The purpose of this book is to teach the readers how to develop geospatial applications easily
based on the principles and software tools of geospatial data science. Geospatial data science is the
science of collecting, organizing, analyzing, and visualizing geospatial data. The book introduces a new
generation of geospatial technologies that have emerged from the development of Semantic Web and the linked
data paradigm, and shows how data scientists can use them to build environmental applications easily.
This book takes the view that data scientists only need to be experts in semantic and linked data
technologies. These technologies are typically covered at the advanced undergraduate or graduate
level through a course on "Semantic Web and Linked Data" or through some dedicated lectures in a
course on "Database Management Systems". Semantic technologies are not specific to the
geospatial domain, but they have recently been extended for modeling geospatial domains.

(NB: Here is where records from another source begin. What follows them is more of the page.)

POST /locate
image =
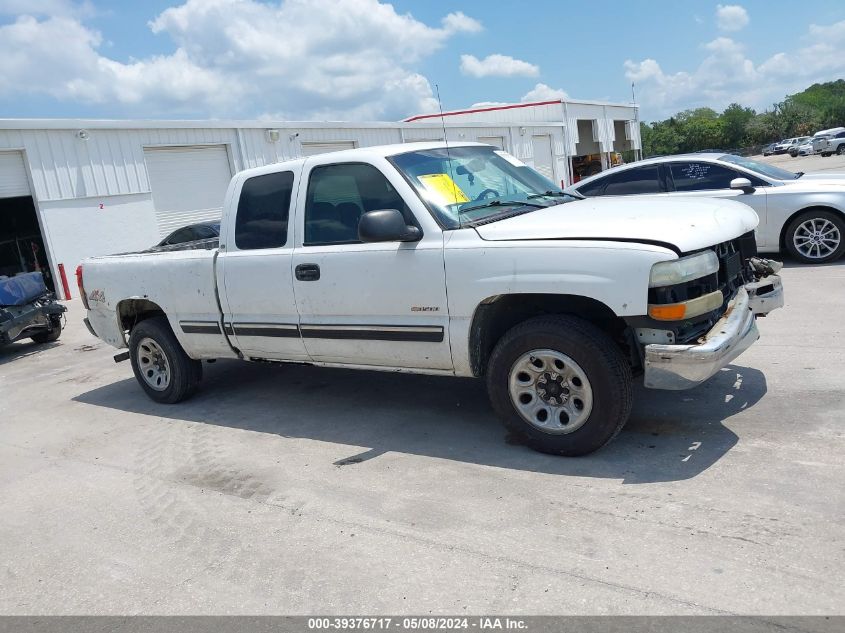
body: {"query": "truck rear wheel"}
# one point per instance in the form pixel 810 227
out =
pixel 163 369
pixel 560 385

The strong point of semantic technologies is that they do not deal with data formats or other low
level details of the data. Instead, they allow a data scientist to model their application at
the conceptual level using well-known concepts like objects, classes, and properties that most
data scientists or software developers are familiar with today. They also enable a data
scientist to interlink datasets containing information about the same thing (e.g., a dataset
containing information about roads in Crete can be interlinked with a dataset containing land
cover information about Crete).
Once geospatial semantic technologies (geospatial ontologies,
stRDF, stSPARQL, GeoSPARQL, OBDA mappings) are mastered using the book, the data scientist may
use them to model their data as linked data. If the original data the data scientist needs to
work with is not in linked data form, it can be transformed into linked data easily using the
right tool. There is also the option of not transforming the dataset into linked data, and yet
access it like it was a linked data source! Semantic technologies can then be used to analyze
and visualize the data with the help of appropriate linked data tools. Applications can also be
built very easily. Some applications will be just a sequence of GeoSPARQL queries!